The Angolan poet, historian, and essayist Ana Paula Ribeiro Tavares is the winner of the 2025 Camões Prize, the most prestigious literary distinction in the Portuguese-speaking world.
Born in Lubango, Huíla, Angola, in 1952, Ana Paula Tavares is regarded as one of the most influential voices in Lusophone African literature.
Recognized for “her fruitful and coherent trajectory of aesthetic creation and, in particular, her restoration of the dignity of poetry,” the jury emphasized that “with the diction of her lyricism without evasive concessions and with the free commitments of chronicle and narrative fiction production, Ana Paula Tavares’ work also gains a relevant anthropological dimension from a historical perspective.”

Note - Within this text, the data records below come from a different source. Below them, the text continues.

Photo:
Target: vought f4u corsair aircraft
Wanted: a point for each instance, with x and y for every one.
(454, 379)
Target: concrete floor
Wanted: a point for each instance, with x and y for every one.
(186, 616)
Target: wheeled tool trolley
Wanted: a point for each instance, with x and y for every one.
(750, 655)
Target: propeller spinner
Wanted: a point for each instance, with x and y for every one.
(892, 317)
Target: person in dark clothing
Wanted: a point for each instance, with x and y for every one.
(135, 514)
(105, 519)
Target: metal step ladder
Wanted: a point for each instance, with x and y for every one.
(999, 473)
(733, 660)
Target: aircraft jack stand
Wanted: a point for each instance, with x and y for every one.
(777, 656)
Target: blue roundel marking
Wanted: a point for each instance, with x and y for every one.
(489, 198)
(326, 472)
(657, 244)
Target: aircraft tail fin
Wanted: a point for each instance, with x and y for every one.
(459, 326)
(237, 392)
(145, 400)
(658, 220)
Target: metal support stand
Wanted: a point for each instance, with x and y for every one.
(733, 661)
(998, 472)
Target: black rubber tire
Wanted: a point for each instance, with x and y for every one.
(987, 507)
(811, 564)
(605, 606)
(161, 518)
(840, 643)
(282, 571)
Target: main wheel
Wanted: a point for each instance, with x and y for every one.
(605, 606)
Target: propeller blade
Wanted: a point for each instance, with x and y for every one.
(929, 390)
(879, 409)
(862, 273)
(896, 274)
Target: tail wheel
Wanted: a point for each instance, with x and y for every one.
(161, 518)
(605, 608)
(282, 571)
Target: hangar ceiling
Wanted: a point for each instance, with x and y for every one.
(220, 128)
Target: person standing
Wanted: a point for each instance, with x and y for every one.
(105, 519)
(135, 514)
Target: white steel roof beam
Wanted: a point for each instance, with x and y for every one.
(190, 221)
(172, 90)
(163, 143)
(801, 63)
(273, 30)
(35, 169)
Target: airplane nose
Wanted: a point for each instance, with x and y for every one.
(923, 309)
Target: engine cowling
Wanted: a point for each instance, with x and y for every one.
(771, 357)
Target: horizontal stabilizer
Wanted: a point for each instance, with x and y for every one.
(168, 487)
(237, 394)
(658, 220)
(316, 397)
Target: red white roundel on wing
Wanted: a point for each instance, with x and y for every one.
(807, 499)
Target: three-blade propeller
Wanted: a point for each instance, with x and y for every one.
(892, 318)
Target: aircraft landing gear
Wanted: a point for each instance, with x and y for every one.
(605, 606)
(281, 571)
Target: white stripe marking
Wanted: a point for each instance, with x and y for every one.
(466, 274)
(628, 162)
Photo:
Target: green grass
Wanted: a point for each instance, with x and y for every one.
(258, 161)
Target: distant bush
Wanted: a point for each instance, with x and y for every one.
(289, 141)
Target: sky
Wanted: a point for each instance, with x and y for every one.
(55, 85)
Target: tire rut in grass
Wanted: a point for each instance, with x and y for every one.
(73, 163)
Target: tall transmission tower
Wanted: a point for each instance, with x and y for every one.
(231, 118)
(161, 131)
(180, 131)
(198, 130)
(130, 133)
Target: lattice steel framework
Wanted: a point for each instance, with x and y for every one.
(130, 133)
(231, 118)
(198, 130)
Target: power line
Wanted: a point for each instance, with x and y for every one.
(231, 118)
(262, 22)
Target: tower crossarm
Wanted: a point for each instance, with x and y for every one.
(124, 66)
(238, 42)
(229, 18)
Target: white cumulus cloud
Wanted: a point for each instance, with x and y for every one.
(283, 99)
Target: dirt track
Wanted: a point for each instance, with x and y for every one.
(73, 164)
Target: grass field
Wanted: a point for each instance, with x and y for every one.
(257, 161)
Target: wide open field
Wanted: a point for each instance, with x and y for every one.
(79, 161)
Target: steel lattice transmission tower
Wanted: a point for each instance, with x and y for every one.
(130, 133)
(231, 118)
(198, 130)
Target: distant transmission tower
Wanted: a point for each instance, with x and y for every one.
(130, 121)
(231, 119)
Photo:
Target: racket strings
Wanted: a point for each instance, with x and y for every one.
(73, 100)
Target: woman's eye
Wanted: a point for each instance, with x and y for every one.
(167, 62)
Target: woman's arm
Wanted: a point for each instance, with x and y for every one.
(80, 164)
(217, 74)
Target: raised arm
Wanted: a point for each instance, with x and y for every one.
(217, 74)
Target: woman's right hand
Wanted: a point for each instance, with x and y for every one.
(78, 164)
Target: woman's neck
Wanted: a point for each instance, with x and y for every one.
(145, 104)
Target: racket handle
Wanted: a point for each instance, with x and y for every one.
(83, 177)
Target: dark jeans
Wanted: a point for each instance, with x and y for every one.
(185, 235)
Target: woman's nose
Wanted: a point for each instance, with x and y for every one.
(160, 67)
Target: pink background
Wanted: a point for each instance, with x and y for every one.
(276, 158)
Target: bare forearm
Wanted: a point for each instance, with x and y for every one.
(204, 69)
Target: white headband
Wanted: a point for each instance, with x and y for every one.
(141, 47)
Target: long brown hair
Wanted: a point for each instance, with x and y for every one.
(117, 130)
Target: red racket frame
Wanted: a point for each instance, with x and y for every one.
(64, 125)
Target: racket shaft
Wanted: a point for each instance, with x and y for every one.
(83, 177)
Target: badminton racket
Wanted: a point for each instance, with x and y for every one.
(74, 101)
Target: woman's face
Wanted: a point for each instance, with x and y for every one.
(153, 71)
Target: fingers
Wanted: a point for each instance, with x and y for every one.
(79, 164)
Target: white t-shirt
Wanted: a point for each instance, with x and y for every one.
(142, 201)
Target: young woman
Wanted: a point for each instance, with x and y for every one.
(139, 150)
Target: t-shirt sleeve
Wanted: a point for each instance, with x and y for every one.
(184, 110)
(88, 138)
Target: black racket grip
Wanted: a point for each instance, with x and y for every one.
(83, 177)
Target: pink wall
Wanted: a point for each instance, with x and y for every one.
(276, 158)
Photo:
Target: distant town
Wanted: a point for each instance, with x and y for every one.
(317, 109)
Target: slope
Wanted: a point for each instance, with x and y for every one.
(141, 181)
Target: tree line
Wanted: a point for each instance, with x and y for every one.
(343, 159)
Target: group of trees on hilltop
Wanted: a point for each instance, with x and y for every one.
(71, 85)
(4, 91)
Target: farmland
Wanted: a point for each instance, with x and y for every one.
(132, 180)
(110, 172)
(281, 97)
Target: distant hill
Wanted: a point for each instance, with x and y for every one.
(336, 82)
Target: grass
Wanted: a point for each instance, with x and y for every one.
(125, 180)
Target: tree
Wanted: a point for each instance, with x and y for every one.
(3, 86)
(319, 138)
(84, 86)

The Camões Prize, established by the governments of Portugal and Brazil in 1989, honors authors whose entire body of work contributes to the enrichment of the Portuguese language’s literary heritage. She is the third Angolan writer to receive the Camões Prize, following Pepetela (1997) and Luandino Vieira (2006).
A historian by training, her poetry reflects a profound connection to the Angolan landscape and collective history, combining myth, oral tradition, and lyrical intimacy to explore themes of love, displacement, and resistance. Her writing continues to bridge personal and collective memory, reaffirming her commitment to cultural heritage and the feminine voice within African modernity.
Reflecting on her writing, Tavares once said, “The poetry of place was a long apprenticeship. It was not inside me. This was a language I had to learn.” Among her most celebrated works are Ritos de Passagem (1985), O Lago da Lua (1999), Ex-votos (2003), Manual para Amantes Desesperados (2007), and Como Veias Finas na Terra (2010).
Some of Tavares’s works have been translated into English, including selections in Words Without Borders and Lyrikline, translated by Richard Zenith, expanding her reach to international audiences.
With this recognition, Ana Paula Ribeiro Tavares joins a distinguished lineage of Camões laureates, reaffirming Angola’s vital contribution to the global Lusophone literary canon.